1) I tried GRE. Configured 4 IPv4 IP adresses on server A and 4 IPv4 IP addresses on server B.
Okay.
For each pair of IP addresses I installed a GRE tunnel between A and B. I named the tunnels conn0 to conn3: #!/bin/bash sysctl -w net.ipv4.conf.all.forwarding=1 sysctl -w net.ipv6.conf.all.forwarding=1 ip tunnel del conn0ip tunnel add conn0 mode gre local 192.168.181.1 remote 192.168.181.2 dev eth0ip addr add 10.0.0.1/30 dev conn0 ip link set conn0 up ... On server B I added forwarding rules like this (4 interfaces shown)
I think we might be using different definitions of "forwarding rule".
sudo iptables-F
I think that `-F` is going to flush the `filter` table which is the default. -- Maybe I'm mistaken and it also flushes all tables.
sudo iptables-P INPUT ACCEPT sudo iptables-P FORWARD ACCEPT sudo iptables-P OUTPUT ACCEPT
Basic reset of default part of the filter table.
sudoiptables-t nat-A POSTROUTING -o wwan0 -j MASQUERADE
You /might/ be dealing with unwanted state in the `nat` table. (See comment about `-F` above.)
sudoiptables-A FORWARD -i conn0 -o wwan0 -j ACCEPTsudoiptables-A FORWARD -i wwan0 -o conn0 -m state--stateESTABLISHED,RELATED-j ACCEPT...
These seem both simple enough.But they also seem redundant as I don't see anything that would deviate from the default policy of ACCEPT set above.
Could this work?

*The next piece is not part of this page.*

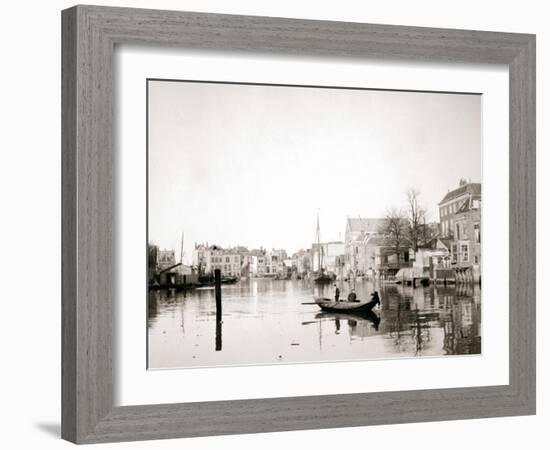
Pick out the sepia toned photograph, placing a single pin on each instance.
(299, 224)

Or I am missing something?
Maybe.I don't know what your routing tables look like on systems A or B nor do I know how you are testing.
I feel the need to say that FORWARDING is ostensibly messing with routed traffic. As such, it is dependent on if systems A and B think they need to route the traffic between different subnets.

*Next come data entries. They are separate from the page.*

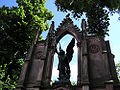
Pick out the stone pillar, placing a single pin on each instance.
(79, 63)
(85, 87)
(109, 85)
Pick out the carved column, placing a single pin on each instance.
(79, 63)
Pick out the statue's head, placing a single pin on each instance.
(62, 52)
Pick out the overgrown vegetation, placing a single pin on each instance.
(95, 10)
(18, 27)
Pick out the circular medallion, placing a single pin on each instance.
(94, 48)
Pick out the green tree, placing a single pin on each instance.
(18, 27)
(97, 15)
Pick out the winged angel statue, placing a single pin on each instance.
(64, 60)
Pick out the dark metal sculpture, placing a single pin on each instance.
(64, 60)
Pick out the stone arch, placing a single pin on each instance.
(67, 27)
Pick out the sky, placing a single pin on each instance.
(114, 35)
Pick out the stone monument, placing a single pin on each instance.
(96, 68)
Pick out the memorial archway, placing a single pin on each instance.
(67, 27)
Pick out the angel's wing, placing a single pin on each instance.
(69, 50)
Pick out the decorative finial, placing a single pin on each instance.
(83, 25)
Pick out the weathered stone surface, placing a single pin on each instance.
(95, 62)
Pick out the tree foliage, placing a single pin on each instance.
(18, 26)
(98, 20)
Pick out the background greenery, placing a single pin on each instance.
(18, 27)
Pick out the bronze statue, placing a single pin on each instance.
(64, 60)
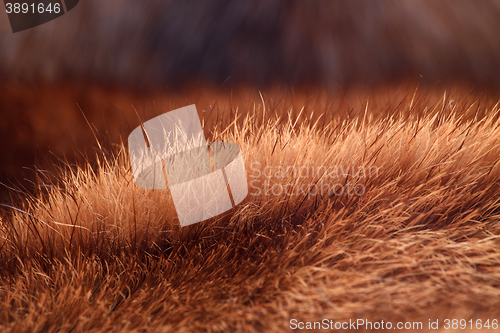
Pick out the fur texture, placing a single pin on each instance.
(95, 253)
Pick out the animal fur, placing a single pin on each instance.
(95, 253)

I'm not sure if you are trying to deal with bridged / unrouted traffic.That being said, iptables does have an option to filter bridged traffic too. But that's quite a bit more complex and would require a much more complete understanding of your configurations, tests cases, and what your end goal is.
Do I really need 4 IP addresses on server A and server B for the 4 tunnels? Or can I do it with just 1 real IPv4 address on each side?

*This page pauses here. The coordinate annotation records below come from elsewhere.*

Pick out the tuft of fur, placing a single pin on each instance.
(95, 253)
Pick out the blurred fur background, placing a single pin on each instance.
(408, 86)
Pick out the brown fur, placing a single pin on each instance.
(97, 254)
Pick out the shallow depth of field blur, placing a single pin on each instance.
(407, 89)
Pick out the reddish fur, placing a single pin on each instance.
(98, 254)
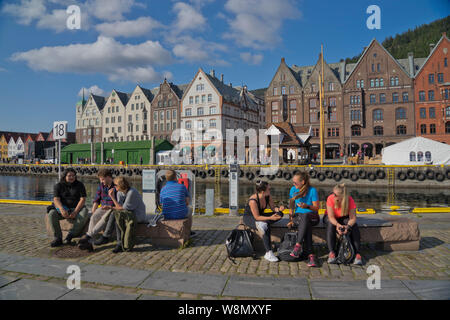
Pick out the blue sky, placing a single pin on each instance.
(121, 43)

I assume that you're asking about GRE tunnels and eliding other types of tunneling.
My understanding is that GRE supports some form of key (think identifying tag, not encryption). As such, I think that you might be able to establish different tunnels using different keys between the same two endpoint IPs.
We did this at ${OLD_DAY_JOB} between Juniper switches. I /think/ that Linux supports doing it too, but I've never tried.
"Inside" addresses relevant, or can i just use the same for each tunnel (e.g. 10.0.0.1 and 10.0.0.2)
If you want to use basic destination based routing, you will almost certainly need different addresses inside the tunnel.
More complex policy based routing and / or iptables route manipulation /may/ be able to do this with duplicate IPs inside the tunnel.
That being said, I would HIGHLY suggest that you not introduce the complexity of duplicate IPs in tunnels without good reason to do so. There are many options to choose from to avoid duplicate IPs.
Heck, I think I'd go for unnumbered interfaces / device routes before I'd go the duplicate IP route.
N.B. reverse path filtering may bite you here if you aren't careful.I'd also suggest a good understanding of the strong / weak host model as vagaries of that could also bite you.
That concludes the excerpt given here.